#265. SMILING SWEETLY LIIKE A WELL-FED BABY.
- Glenn Shea

- Jul 22
- 3 min read
Updated: 2 days ago
#265. SMILING SWEETLY LIKE A WELL-FED BABY. Worst customer service story ever: I was working in a foreign-language bookshop in Cambridge, and a woman came in and told me she was looking for a gift and wanted to have something humorous in German. I told her jokingly this was a contradiction in terms. Bad call: she scowled. I brought her hastily to the store manager, the best-read person in human history. She told him she wanted something humorous in German. He snorted. A short while later, while the woman was standing at the cash register, a coworker came out and said, “I hear some lady came in here looking for something funny in German. That’s a laugh.” At which point the frowning customer finally said, “Alright, alright,” and burst out laughing. It was a narrow escape.
BUT. For all that, we did not fail the lady. She left carrying an edition of the Galgenlieder, a book of quite wonderfully funny poems by the late nineteenth-century writer Christian Morgenstern. Morgenstern is discussed at great and serious length in studies of German literature; his familiarity with the work of Nietzsche, Heine and Goethe is extolled; he is seen as a step away from Romanticism and into Modernism, even as a precursor of Dadaism. Because he is German, and so are his commentators, his work is praised for “exploring both the absurdity of life and the complex human condition.”
Nowhere in the little that is written on Morgenstern in English could I find any suggestion that writing a book of giggle-inducing and imaginative poems—that committing the aberrant act of producing “something humorous in German”—might be an entirely sufficient accomplishment, with no ballast of philosophical weight necessary. He has been praised as his work “offers a form of existential release from the seriousness of life.” Oh—you mean he’s funny?
The seagulls by their looks suggest
that Emma is their name;
they wear a white and fluffy vest
and are the hunter’s game.
I never shoot a seagull dead;
their life I do not take.
I like to feed them gingerbread
and bits of raisin cake.
O human, you will never fly
the way the seagulls do;
but if your name is Emma, why,
be glad they look like you.
Okay, yes, there can an absurd streak in Morgenstern’s joking, and in his first series, the Galgenlieder, or Gallows Songs, a mordant streak as well. Some mild air of uncertainty sometimes colors the sky above them. Reading them, I was reminded of what Seamus Heaney wrote of Stevie Smith’s poems: “You don’t feel that the top of your head has been taken off. Rather, you have been persuaded to keep your head at all costs.” Morgenstern’s tone is a kind of becalmed hilarity.
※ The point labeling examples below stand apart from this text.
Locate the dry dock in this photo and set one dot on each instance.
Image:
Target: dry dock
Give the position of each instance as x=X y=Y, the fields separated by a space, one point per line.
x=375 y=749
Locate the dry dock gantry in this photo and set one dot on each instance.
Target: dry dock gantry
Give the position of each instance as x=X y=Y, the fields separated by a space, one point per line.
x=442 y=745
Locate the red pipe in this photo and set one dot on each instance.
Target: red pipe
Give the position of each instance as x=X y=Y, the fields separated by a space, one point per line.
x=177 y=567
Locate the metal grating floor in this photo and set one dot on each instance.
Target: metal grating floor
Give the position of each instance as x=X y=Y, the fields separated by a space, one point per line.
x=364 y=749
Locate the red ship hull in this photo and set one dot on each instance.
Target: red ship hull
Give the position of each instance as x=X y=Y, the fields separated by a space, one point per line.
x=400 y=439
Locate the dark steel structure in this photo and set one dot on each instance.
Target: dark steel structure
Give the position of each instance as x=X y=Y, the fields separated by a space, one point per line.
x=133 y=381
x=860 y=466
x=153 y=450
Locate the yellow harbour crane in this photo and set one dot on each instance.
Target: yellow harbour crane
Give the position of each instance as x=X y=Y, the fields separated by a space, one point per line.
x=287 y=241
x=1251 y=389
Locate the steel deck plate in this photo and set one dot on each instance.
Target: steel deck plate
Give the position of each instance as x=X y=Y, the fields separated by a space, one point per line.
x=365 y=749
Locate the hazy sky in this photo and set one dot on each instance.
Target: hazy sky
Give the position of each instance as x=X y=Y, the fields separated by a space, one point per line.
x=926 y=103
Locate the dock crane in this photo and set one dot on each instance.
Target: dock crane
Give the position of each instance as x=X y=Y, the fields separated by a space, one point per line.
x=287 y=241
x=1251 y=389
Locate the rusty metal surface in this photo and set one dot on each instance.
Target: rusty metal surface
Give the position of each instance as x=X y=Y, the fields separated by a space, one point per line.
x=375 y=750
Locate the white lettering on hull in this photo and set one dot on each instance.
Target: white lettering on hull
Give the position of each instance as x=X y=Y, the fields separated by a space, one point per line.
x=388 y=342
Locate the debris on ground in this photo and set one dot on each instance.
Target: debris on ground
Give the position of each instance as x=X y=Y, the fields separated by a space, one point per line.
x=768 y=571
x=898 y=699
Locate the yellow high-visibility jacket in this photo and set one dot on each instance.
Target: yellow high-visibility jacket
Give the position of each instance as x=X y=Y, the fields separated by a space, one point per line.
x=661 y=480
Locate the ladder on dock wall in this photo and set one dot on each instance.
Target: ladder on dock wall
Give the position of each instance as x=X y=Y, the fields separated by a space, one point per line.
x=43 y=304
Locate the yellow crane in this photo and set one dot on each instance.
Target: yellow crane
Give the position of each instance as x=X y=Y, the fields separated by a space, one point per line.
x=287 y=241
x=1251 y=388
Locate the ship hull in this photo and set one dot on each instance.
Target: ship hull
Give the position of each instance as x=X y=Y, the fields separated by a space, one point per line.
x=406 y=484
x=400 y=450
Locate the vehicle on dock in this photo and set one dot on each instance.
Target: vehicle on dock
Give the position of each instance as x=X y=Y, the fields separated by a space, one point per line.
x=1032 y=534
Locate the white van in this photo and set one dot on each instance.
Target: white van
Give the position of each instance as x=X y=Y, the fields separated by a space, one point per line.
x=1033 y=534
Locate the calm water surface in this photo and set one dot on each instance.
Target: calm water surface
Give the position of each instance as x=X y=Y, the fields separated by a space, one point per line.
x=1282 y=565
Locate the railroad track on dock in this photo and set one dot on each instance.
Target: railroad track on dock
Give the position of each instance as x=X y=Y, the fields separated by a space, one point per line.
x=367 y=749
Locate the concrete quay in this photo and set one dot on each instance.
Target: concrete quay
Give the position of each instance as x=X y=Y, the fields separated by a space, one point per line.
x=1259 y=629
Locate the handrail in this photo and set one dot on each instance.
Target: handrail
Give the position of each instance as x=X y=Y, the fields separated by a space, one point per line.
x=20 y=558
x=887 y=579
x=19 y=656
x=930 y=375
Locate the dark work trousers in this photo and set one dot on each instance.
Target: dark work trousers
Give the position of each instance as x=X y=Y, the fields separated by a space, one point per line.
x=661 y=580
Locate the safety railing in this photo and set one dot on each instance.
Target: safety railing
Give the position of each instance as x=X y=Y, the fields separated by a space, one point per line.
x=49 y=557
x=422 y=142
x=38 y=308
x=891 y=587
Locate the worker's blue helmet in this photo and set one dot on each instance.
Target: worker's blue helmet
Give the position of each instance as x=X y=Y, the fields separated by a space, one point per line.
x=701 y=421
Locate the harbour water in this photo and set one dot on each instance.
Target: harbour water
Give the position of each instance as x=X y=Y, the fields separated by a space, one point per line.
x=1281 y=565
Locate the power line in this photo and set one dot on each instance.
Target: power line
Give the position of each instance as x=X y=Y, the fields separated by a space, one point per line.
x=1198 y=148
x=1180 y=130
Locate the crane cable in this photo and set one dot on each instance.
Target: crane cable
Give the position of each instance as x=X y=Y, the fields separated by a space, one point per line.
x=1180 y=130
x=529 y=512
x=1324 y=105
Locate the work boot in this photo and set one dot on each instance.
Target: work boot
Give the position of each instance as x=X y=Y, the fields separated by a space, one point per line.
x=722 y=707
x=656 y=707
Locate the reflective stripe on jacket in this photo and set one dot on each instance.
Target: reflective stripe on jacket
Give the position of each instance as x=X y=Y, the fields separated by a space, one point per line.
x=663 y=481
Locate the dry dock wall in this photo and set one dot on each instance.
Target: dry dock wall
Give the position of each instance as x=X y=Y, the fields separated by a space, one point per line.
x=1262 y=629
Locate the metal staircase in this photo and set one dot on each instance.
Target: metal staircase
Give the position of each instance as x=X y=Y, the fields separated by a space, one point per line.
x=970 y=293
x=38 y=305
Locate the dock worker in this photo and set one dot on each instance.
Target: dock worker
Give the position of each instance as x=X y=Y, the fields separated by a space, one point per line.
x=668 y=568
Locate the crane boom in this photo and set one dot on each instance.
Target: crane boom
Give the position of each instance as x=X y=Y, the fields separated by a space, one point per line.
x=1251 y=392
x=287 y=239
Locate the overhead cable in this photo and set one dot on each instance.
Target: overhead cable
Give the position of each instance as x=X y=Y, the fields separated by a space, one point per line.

In the railroad station, never built for her,
walks a hen
to and fro.
Where, where did the station master go?
Will not men
harm the hen?
Let’s hope not. Let’s candidly aver
that our sympathy she still enjoys,
even in this place, where she annoys.
Recently reissued by New York Review Books, one of the great pleasures of reading The Gallows Songs is in scanning and savoring Max Knight’s inspired translations, which so nicely mimic the bounce and rhymes of the originals; they are funny themselves, rather than reproductions of something funny. There is some echo of Belloc in them, and, in Morgenstern’s zoomorphic flights, the Hawkenchick, or the Nightrogue and the Sevenswine, something finely Learical. Korf, one of Morgenstern’s recurring characters, has this attributed to him:
Korf invents a novel kind of joke
which won’t take effect for many hours.
Everyone is bored when first he hears it.
But he will, as though a fuse were burning,
suddenly wake in bed at night-time,
smiling sweetly like a well-fed baby.
The Gallows Songs, Christian Morgenstern and Max Knight together, are for me none of the boredom, all of the bed and baby. Bless them.